One brother on a forum was writing, a bit humorously yet earnestly, that he really had hoped to see 'strain at a gnat' to be a kind of providential update and enhancement of the English language from the King James Bible 1611 - even as the claimed misprint !
. Right or wrong in concept he presented an interesting view. Alas, there is no possibility of consideration of 'strain at a gnat' being any type of 'misprint', neither providential or simply accidental.

Remember, the Oxford English Dictionary gives support to the truth, which we have attempted to share more fully on this thread:

"It has been asserted that ‘straine at’ in the Bible of 1611 is a misprint for ‘straine out,’ the rendering of the earlier versions. But the quotations [from] 1583 and 1594 show that the translators of 1611 simply adopted a rendering that had already obtained currency. It was not a mistranslation..’"

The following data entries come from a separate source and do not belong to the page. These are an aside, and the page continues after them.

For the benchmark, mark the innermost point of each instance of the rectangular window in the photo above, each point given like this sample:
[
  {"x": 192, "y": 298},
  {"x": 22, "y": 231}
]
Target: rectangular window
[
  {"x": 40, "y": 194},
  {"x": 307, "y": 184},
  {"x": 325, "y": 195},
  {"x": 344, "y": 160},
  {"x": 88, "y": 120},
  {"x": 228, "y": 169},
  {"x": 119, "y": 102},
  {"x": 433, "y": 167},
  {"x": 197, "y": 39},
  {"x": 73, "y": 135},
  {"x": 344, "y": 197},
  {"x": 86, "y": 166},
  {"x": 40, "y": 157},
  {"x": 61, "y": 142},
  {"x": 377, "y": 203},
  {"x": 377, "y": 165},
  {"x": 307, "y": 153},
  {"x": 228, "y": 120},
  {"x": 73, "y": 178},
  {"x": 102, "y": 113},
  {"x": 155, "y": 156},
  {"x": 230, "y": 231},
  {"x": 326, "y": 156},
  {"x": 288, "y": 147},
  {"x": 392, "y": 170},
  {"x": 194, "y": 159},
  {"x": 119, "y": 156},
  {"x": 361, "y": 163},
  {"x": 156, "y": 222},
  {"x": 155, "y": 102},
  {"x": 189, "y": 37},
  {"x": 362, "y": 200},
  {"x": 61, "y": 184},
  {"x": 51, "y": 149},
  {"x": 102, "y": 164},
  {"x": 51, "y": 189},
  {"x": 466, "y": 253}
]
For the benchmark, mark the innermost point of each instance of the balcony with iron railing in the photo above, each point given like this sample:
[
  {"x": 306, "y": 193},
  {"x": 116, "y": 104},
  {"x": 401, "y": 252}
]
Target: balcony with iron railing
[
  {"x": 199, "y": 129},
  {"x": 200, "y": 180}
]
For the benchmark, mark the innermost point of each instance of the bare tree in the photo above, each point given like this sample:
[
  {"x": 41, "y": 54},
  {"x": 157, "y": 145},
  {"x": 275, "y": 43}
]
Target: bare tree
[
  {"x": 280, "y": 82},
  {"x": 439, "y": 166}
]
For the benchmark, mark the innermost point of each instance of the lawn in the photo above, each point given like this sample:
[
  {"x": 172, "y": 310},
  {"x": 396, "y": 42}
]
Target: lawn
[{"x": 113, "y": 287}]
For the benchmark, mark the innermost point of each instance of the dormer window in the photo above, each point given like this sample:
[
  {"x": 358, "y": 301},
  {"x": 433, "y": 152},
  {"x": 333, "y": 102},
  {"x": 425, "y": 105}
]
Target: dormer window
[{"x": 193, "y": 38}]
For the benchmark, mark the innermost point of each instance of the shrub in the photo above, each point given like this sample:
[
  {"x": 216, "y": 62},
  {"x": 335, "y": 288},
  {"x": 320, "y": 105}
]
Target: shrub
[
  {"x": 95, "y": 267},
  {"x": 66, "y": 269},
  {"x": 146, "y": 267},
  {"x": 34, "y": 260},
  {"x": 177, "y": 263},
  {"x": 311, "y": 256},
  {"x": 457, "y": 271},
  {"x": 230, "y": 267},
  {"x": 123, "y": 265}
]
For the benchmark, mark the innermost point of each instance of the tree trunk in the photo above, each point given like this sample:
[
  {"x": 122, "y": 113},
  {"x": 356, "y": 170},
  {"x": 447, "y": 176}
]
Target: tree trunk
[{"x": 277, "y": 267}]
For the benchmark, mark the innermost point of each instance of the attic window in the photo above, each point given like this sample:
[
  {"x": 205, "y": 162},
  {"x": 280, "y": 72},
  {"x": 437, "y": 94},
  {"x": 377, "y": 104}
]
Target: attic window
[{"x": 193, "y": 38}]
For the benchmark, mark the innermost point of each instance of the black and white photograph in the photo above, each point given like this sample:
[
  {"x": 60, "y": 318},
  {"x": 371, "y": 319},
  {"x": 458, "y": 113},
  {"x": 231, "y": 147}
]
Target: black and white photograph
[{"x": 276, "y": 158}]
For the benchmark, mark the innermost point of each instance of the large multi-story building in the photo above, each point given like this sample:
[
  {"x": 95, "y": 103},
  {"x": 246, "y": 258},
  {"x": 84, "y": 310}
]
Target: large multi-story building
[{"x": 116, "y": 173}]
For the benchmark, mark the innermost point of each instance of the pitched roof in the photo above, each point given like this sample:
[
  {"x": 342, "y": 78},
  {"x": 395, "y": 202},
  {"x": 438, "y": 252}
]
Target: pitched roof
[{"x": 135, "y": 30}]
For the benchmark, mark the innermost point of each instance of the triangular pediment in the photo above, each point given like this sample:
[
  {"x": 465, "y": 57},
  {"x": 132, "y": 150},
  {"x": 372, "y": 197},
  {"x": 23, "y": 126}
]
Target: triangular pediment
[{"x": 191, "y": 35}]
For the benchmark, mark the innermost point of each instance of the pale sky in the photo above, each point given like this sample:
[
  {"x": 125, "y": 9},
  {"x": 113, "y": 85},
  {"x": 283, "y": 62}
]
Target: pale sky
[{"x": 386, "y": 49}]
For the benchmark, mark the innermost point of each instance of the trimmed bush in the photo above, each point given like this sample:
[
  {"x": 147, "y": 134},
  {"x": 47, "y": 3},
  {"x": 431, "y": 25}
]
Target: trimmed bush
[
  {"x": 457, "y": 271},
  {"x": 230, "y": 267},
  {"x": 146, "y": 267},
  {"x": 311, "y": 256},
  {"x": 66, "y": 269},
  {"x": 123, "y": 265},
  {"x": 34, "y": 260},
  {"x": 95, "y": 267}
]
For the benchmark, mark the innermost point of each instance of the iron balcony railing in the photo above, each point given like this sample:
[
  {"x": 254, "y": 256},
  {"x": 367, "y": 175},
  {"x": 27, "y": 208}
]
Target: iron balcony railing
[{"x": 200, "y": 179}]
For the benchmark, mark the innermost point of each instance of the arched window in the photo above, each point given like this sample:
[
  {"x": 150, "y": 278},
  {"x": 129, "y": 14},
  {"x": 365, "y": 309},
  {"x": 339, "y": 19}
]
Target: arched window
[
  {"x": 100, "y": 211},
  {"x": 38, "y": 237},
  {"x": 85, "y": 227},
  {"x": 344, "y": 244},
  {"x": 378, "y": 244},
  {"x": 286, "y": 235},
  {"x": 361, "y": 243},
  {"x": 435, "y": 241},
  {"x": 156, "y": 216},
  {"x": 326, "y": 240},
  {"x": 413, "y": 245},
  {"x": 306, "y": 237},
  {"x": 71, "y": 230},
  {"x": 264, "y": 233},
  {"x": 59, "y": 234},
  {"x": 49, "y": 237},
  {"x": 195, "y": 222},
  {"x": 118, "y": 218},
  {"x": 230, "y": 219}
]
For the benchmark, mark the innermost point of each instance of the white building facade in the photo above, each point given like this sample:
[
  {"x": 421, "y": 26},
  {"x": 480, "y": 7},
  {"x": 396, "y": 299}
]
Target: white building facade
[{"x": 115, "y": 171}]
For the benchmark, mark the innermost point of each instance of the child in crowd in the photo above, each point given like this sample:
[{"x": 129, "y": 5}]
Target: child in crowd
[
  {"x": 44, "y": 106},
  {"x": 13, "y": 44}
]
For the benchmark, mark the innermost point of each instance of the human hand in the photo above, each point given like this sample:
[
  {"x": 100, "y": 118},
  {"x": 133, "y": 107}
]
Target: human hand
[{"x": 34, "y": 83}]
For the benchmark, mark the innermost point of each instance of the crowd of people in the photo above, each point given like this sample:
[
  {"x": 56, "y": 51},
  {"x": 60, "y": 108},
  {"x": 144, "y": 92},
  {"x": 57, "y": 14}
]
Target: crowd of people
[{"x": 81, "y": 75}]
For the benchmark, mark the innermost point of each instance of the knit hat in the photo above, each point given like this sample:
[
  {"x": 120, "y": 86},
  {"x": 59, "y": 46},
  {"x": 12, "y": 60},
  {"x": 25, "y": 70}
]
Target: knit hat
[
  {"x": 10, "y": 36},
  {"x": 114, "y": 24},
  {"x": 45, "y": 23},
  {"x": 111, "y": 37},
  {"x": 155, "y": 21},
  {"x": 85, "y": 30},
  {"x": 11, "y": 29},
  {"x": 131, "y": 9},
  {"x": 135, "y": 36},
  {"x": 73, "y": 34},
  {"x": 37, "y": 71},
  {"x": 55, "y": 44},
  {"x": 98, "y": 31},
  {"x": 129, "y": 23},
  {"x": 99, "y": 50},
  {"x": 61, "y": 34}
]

This definitely precedes the Constantin Hopf paper in 1944, an interesting question how far back goes the O.E.D. reference. Note that true English language scholarship had accepted the full validity of 'strain at a gnat' quite long ago, discarding the weak and feeble attempts to taint this phrase in the King James Bible as a misprint or a mistranslation. The curious question is how the even the pseudo-scholars like Daniel Wallace who know the truth as above would simply ignore it their attempt to claim 'one definite error', a 'scribal corruption' in the King James Bible.

An interesting new discovery is that Daniel Wallace, while he ended up putting the O.E.D. reference in a footnote (my conjecture is that he first wrote his articles and then added the footnote when he discovered it contradicted his position) actually omitted the most salient phrase (in the context of his 'one definite error' assertion) from O.E.D.

"It was not a mistranslation..’".

Daniel Wallace actually had the chutzpah to stop the quote at "obtained currency" and then make a flying jump to a straw-man attempt to weaken the effect (covered in post #45). In the earlier post I did not notice the additional aspect of the transparently dishonest (snipping).